Dual Polynomials of the Multi-Indexed ($q$-)Racah Orthogonal Polynomials

TL;DR

This paper studies dual polynomials of multi-indexed ($q$-)Racah orthogonal polynomials, revealing their properties as ordinary orthogonal polynomials and their application in exactly solvable discrete quantum mechanics.

Contribution

It introduces dual multi-indexed ($q$-)Racah polynomials, showing they satisfy three-term recurrence relations and higher-order difference equations, and constructs new quantum systems based on them.

Findings

Dual polynomials satisfy three-term recurrence relations.

Dual polynomials are ordinary orthogonal and Krall-type.

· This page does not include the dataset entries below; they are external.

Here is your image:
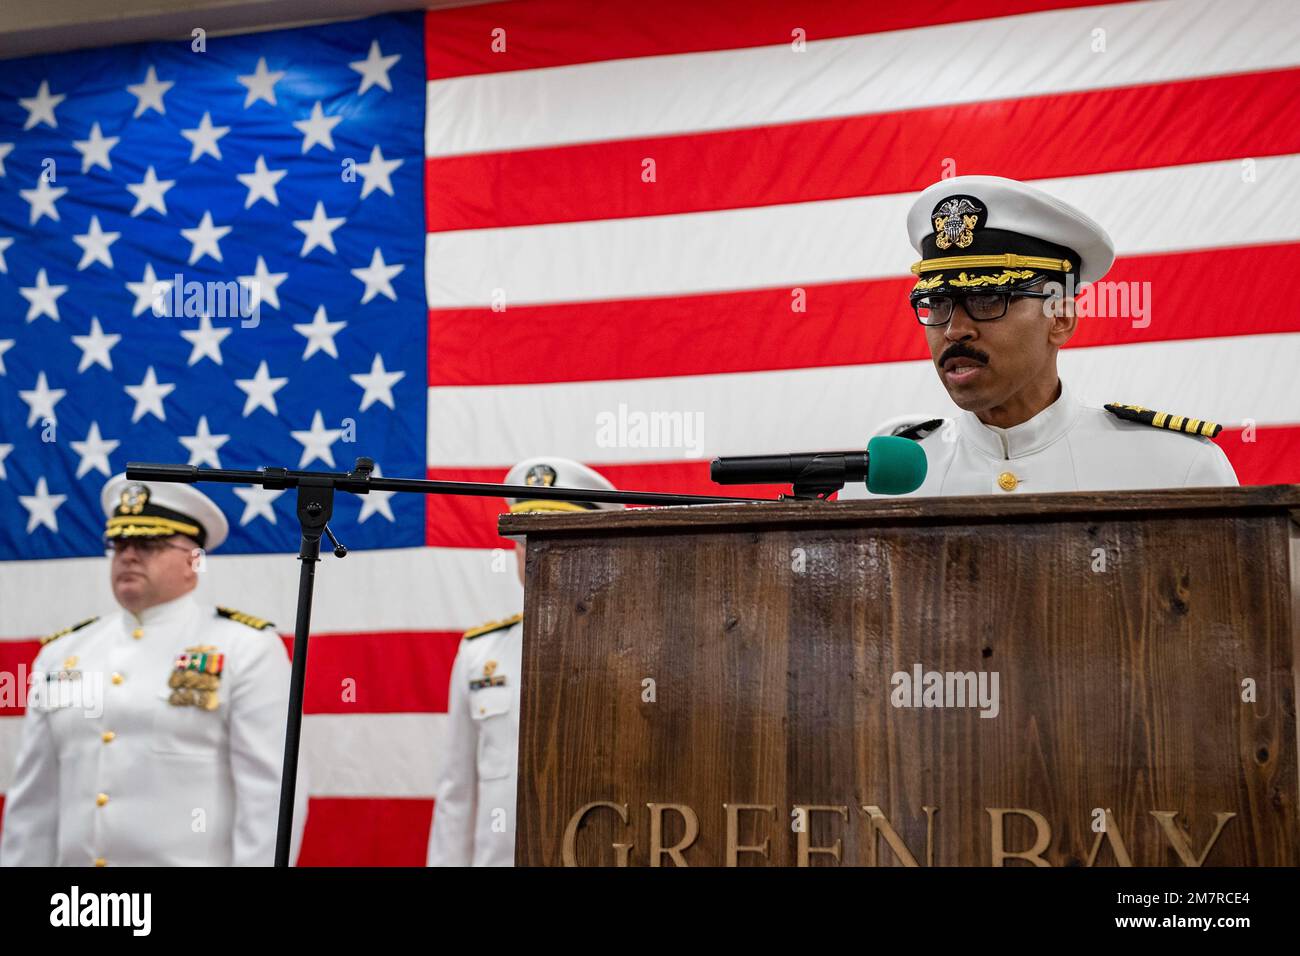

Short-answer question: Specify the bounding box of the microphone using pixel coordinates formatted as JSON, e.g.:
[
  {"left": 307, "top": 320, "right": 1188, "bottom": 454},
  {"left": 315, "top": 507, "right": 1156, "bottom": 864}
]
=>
[{"left": 710, "top": 435, "right": 927, "bottom": 498}]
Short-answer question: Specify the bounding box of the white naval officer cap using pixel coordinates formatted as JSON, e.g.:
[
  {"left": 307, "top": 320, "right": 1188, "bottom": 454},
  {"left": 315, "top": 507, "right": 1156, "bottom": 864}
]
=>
[
  {"left": 907, "top": 175, "right": 1115, "bottom": 298},
  {"left": 101, "top": 473, "right": 230, "bottom": 550},
  {"left": 503, "top": 457, "right": 623, "bottom": 514}
]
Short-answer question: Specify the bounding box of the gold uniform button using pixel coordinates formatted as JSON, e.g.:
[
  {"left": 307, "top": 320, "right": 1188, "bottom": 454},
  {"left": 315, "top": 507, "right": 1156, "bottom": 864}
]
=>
[
  {"left": 96, "top": 793, "right": 109, "bottom": 807},
  {"left": 997, "top": 471, "right": 1019, "bottom": 492},
  {"left": 102, "top": 731, "right": 116, "bottom": 744},
  {"left": 131, "top": 628, "right": 144, "bottom": 640},
  {"left": 111, "top": 672, "right": 124, "bottom": 685},
  {"left": 94, "top": 858, "right": 107, "bottom": 867}
]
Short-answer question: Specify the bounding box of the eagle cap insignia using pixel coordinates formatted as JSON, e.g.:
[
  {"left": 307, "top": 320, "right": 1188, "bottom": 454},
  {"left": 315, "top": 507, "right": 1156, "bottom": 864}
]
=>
[
  {"left": 119, "top": 483, "right": 150, "bottom": 515},
  {"left": 525, "top": 464, "right": 557, "bottom": 487},
  {"left": 932, "top": 195, "right": 985, "bottom": 250}
]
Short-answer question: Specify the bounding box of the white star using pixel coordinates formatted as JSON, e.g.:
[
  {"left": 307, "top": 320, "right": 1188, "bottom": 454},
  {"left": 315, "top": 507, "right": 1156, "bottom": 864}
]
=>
[
  {"left": 291, "top": 410, "right": 344, "bottom": 468},
  {"left": 236, "top": 154, "right": 288, "bottom": 208},
  {"left": 0, "top": 142, "right": 13, "bottom": 176},
  {"left": 293, "top": 202, "right": 346, "bottom": 257},
  {"left": 179, "top": 415, "right": 230, "bottom": 468},
  {"left": 70, "top": 422, "right": 120, "bottom": 479},
  {"left": 234, "top": 485, "right": 285, "bottom": 525},
  {"left": 0, "top": 443, "right": 12, "bottom": 480},
  {"left": 0, "top": 338, "right": 13, "bottom": 375},
  {"left": 294, "top": 305, "right": 347, "bottom": 360},
  {"left": 19, "top": 268, "right": 68, "bottom": 322},
  {"left": 19, "top": 81, "right": 65, "bottom": 130},
  {"left": 126, "top": 166, "right": 175, "bottom": 217},
  {"left": 19, "top": 477, "right": 66, "bottom": 533},
  {"left": 349, "top": 353, "right": 406, "bottom": 412},
  {"left": 356, "top": 464, "right": 396, "bottom": 523},
  {"left": 237, "top": 256, "right": 288, "bottom": 313},
  {"left": 72, "top": 122, "right": 120, "bottom": 173},
  {"left": 349, "top": 40, "right": 401, "bottom": 95},
  {"left": 234, "top": 360, "right": 288, "bottom": 417},
  {"left": 355, "top": 144, "right": 403, "bottom": 199},
  {"left": 0, "top": 235, "right": 12, "bottom": 272},
  {"left": 126, "top": 262, "right": 173, "bottom": 317},
  {"left": 351, "top": 247, "right": 404, "bottom": 304},
  {"left": 18, "top": 371, "right": 65, "bottom": 426},
  {"left": 71, "top": 317, "right": 121, "bottom": 372},
  {"left": 72, "top": 215, "right": 120, "bottom": 270},
  {"left": 237, "top": 57, "right": 285, "bottom": 107},
  {"left": 180, "top": 111, "right": 230, "bottom": 162},
  {"left": 127, "top": 65, "right": 173, "bottom": 117},
  {"left": 20, "top": 177, "right": 68, "bottom": 225},
  {"left": 181, "top": 210, "right": 233, "bottom": 264},
  {"left": 124, "top": 366, "right": 176, "bottom": 423},
  {"left": 180, "top": 314, "right": 232, "bottom": 366},
  {"left": 293, "top": 101, "right": 343, "bottom": 153}
]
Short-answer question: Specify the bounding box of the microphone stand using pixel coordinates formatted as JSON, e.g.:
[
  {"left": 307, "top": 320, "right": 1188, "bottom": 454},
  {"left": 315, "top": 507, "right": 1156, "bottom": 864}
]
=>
[{"left": 125, "top": 457, "right": 772, "bottom": 867}]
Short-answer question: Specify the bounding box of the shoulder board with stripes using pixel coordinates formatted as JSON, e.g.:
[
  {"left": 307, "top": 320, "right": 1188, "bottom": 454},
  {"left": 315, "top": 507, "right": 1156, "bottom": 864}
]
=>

New exactly solvable quantum models are constructed.

Abstract

We consider dual polynomials of the multi-indexed ($q$-)Racah orthogonal polynomials. The $M$-indexed ($q$-)Racah polynomials satisfy the second order difference equations and various $1+2L$ ($L\geq M+1$) term recurrence relations with constant coefficients. Therefore their dual polynomials satisfy the three term recurrence relations and various $2L$-th order difference equations. This means that the dual multi-indexed ($q$-)Racah polynomials are ordinary orthogonal polynomials and the Krall-type. We obtain new exactly solvable discrete quantum mechanics with real shifts, whose eigenvectors are described by the dual multi-indexed ($q$-)Racah polynomials. These quantum systems satisfy the closure relations, from which the creation/annihilation operators are obtained, but they are not shape invariant.